Divorce and My Financial Future

Divorce often comes with financial surprises. We offer suggestions on how to prepare yourself and what to fight for (or possibly let go), as well as ways to help make sure you have enough money for retirement.

By Kate Ashford

Susan Carter,* 44, was married for 17 years before she made the decision to separate from her husband. Things haven't gotten easier since then. “I'm a strong, independent woman,” she says. “But I'm surprised at how much there is to deal with.”

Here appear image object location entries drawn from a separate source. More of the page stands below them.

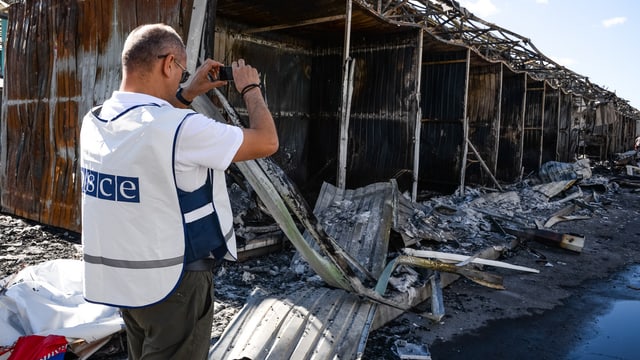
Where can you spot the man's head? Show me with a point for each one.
(153, 60)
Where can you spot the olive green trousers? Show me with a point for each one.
(178, 327)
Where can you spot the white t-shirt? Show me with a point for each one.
(202, 142)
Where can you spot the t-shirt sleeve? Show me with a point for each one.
(205, 142)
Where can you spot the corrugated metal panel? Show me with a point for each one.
(483, 110)
(532, 136)
(55, 74)
(565, 144)
(511, 124)
(311, 323)
(550, 126)
(442, 135)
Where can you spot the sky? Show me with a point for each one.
(599, 39)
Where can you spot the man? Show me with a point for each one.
(155, 209)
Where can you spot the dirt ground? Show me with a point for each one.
(612, 242)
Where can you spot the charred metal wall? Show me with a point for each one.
(285, 65)
(483, 112)
(550, 130)
(511, 126)
(443, 110)
(383, 110)
(63, 57)
(566, 146)
(532, 137)
(303, 83)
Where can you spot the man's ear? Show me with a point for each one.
(167, 65)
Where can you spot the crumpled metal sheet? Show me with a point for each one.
(314, 323)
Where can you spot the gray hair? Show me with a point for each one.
(147, 42)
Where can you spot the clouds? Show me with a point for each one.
(614, 21)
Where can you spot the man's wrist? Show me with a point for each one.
(180, 96)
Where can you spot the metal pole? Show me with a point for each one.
(347, 76)
(418, 124)
(465, 126)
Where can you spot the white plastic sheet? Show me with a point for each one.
(47, 299)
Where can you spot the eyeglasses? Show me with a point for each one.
(185, 73)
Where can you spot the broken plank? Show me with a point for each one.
(457, 257)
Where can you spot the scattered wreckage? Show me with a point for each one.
(350, 239)
(373, 237)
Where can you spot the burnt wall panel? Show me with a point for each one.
(532, 141)
(64, 57)
(483, 111)
(442, 135)
(511, 127)
(566, 150)
(382, 116)
(550, 125)
(383, 111)
(286, 70)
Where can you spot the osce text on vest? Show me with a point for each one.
(110, 187)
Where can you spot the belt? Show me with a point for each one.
(206, 264)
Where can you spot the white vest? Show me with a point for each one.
(133, 231)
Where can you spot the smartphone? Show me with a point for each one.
(225, 73)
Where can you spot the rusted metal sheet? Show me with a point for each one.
(311, 323)
(57, 74)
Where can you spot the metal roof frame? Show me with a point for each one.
(451, 23)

One unexpected jolt: learning that she might have to sell the house she lives in with her two sons, 11 and 12, and her daughter, 14. She never realized that her husband could ask her for cash for her half of the house, and she doesn’t have enough on hand if it comes to that. “You watch TV and you always see the mother in the house, don’t you?” says Carter, who works in marketing. “I just assumed that was a given.”
In divorce proceedings, some would be better off asking for assets that could be more useful than the house.
Divorce is never pleasant, but it helps to be prepared for what’s ahead — especially since the outcome of your divorce agreement is likely to affect your budget and retirement savings. Below are considerations for anyone who finds themselves in this situation:

  • Tackle finances during the divorce process, not after
    It may be tempting to figure you’ll get your decree and confront money issues later. Resist the temptation. To be sure you’ll have enough money for your own retirement, you need to deal with the disposition of IRAs and 401(k)s now.

    You also need a realistic idea of what your cash flow will be as a single person. Otherwise you won’t know what to press for in the final divorce agreement.

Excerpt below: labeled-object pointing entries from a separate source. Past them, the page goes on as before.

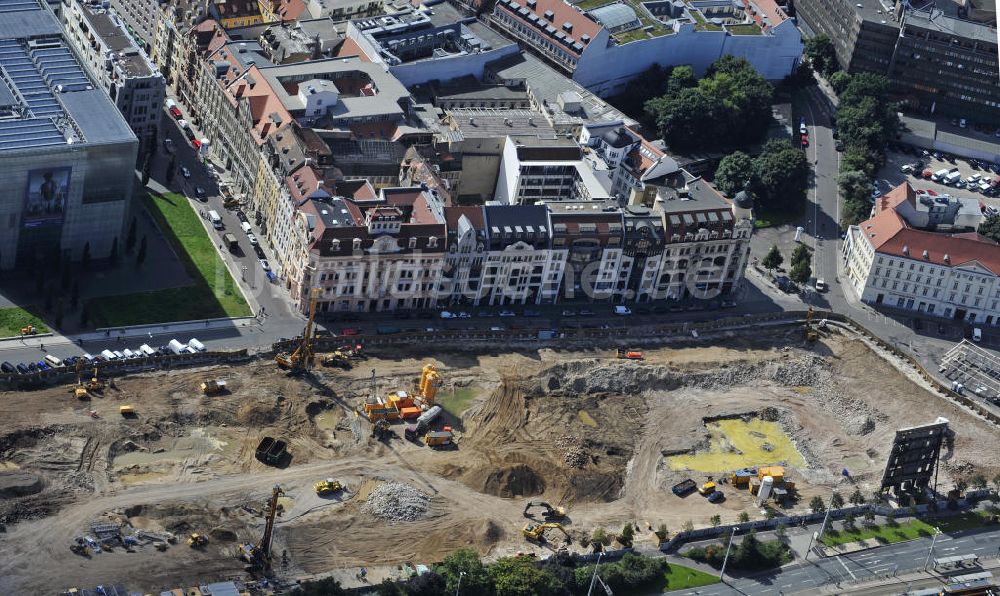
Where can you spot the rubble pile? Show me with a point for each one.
(395, 501)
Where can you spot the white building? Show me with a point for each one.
(121, 68)
(889, 263)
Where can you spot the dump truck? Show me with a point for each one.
(624, 354)
(328, 487)
(213, 386)
(684, 487)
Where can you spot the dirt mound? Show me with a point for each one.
(257, 414)
(19, 484)
(518, 480)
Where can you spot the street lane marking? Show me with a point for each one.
(841, 561)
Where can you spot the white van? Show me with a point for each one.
(215, 219)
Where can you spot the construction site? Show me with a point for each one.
(398, 456)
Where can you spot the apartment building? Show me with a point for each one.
(381, 254)
(549, 171)
(605, 45)
(120, 67)
(940, 59)
(952, 276)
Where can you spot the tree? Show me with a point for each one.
(425, 584)
(773, 259)
(628, 533)
(733, 172)
(661, 531)
(801, 272)
(140, 257)
(518, 576)
(821, 54)
(321, 587)
(781, 172)
(978, 481)
(839, 81)
(465, 563)
(130, 238)
(990, 227)
(801, 254)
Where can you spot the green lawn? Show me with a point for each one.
(213, 295)
(884, 534)
(458, 400)
(679, 577)
(13, 319)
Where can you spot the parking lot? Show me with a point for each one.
(891, 175)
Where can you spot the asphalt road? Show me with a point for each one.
(898, 558)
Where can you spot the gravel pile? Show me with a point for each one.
(395, 501)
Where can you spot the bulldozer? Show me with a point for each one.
(811, 333)
(213, 386)
(338, 359)
(328, 487)
(301, 360)
(196, 540)
(550, 512)
(536, 532)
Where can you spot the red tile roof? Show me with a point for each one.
(889, 234)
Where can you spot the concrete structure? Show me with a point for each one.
(121, 68)
(552, 171)
(419, 47)
(66, 153)
(603, 48)
(888, 262)
(939, 59)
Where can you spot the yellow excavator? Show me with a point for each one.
(536, 532)
(301, 359)
(811, 334)
(258, 554)
(549, 513)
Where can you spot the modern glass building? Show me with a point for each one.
(66, 153)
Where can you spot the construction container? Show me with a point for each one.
(684, 487)
(437, 438)
(409, 413)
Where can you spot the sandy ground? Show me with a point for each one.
(577, 428)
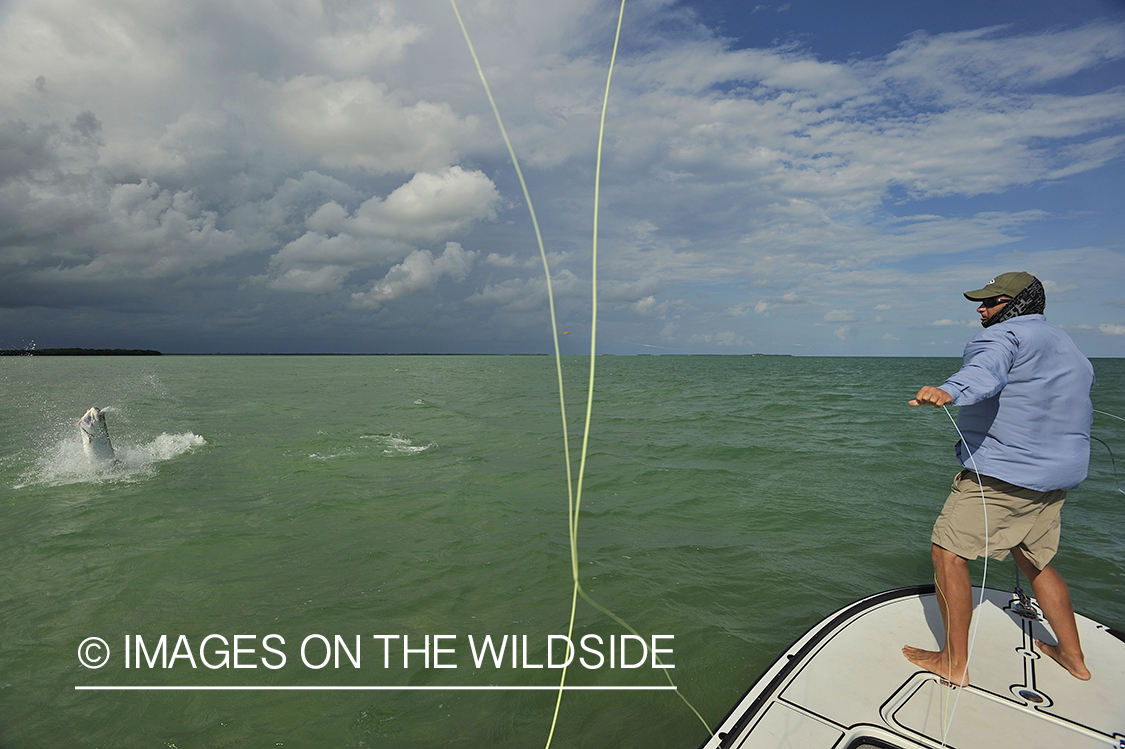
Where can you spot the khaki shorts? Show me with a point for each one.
(1016, 517)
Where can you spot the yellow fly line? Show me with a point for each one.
(574, 496)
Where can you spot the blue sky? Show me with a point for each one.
(808, 178)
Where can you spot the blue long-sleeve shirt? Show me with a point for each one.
(1024, 393)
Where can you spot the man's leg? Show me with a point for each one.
(955, 602)
(1053, 596)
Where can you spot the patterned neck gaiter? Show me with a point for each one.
(1032, 300)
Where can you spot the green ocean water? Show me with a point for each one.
(729, 502)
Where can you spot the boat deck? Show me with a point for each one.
(846, 685)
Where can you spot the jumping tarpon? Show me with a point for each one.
(96, 436)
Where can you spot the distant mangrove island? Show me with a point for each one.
(79, 352)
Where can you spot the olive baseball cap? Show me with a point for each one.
(1005, 285)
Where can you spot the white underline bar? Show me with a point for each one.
(375, 688)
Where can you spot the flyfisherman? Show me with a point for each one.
(1024, 391)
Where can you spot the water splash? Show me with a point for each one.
(65, 461)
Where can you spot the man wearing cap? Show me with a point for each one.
(1024, 391)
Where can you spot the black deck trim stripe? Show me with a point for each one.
(822, 630)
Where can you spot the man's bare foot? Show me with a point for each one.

  • Don’t focus exclusively on the house
    Some people try to get the family home to the exclusion of all else. But there are costs to consider beyond the mortgage, including upkeep and taxes. “You have to analyze whether it makes sense to maintain the house or whether it’s a better idea to get the proceeds and possibly downsize,” says Veronica P. McLeod, a Wells Fargo Advisors Financial Advisor in Palm Beach Gardens, Florida.

    In addition, a house is not a liquid asset and could go down in value, leaving you with much less capital than you expected. In divorce proceedings, some would be better off asking for assets that could be more useful than the house — such as a portion of the ex-spouse's retirement portfolio.

  • Consider college expenses
    Even if you’re sure your ex-spouse will agree with you on the importance of college, you can’t force them to help pay tuition if it’s not part of the divorce agreement. Get it in writing.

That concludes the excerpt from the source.